Our next question comes from the line of Dan Leonard with Leerink.

My first question on the long-term contracts, again. I think you mentioned last quarter that the UnitedHealth contract allowed for update testing. Do these other long-term contracts allow for the same thing?

Yes, thanks, Dan. All of these contracts will also include an update testing provision in them as well. I think that's an important point. We now have over 1.3 million patients out there that have been previously tested that continue to become aware of new information. PALB2 is just one of the many examples of that. Now women are hearing about that. They're looking for alternatives. And when you look at laboratories charging $1,200, $1,500 for a PALB2 gene in and of itself, an update test begins to become very attractive to a payor because they are now exposed to every new publication, somebody wanting to order another $1,500 gene. And so they've been very interested in making sure update testing is part of that contract.

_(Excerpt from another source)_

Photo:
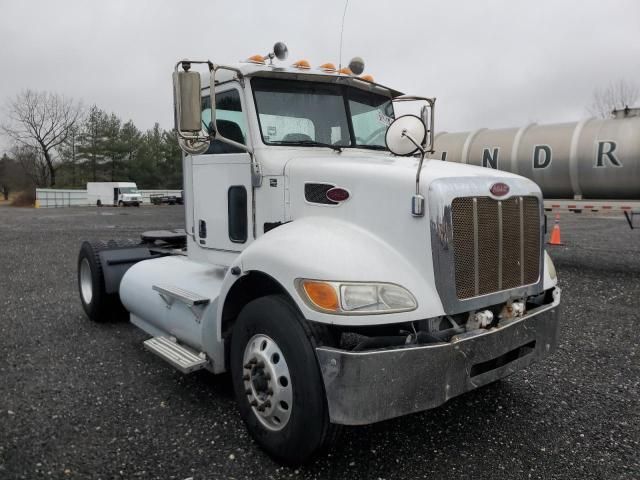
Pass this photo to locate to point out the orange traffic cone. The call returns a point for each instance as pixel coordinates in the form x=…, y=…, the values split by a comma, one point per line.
x=555, y=232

Got it. And my follow-up question, Mark, is it still the plan to discontinue offering integrated BRAC by the end of next year?

Yes. We continue to expect by summertime to have the market fully converted. And so the only -- what we will continue to see is BRACAnalysis CDx ordered as a companion diagnostic, which is, in fact, the FDA-approved version of integrated BRACAnalysis. So that indication, we expect to continue to be used. But for hereditary cancer, we'd see the market transition by summer.

So if somebody submits an order for integrated BRAC, you don't fill that order by the summer of next year?

Well, for a physician that may do that and may not be aware of the availability of myRisk, we would talk to that physician, make sure they understand that there is a panel available and make sure that their intention was to order just a single-syndrome test. And so that's something we would do. But again, our experience so far has been, when a physician is aware of myRisk and the 50% to 60% increase in sensitivity at the same cost, we have seen complete conversion.

Mr. Gleason, that was our final question. I'll turn the call back to you for your closing remarks.

Thanks, Melody. This concludes our earnings call. A replay will be available via webcast on our website for 1 week. Thank you again for joining us this afternoon.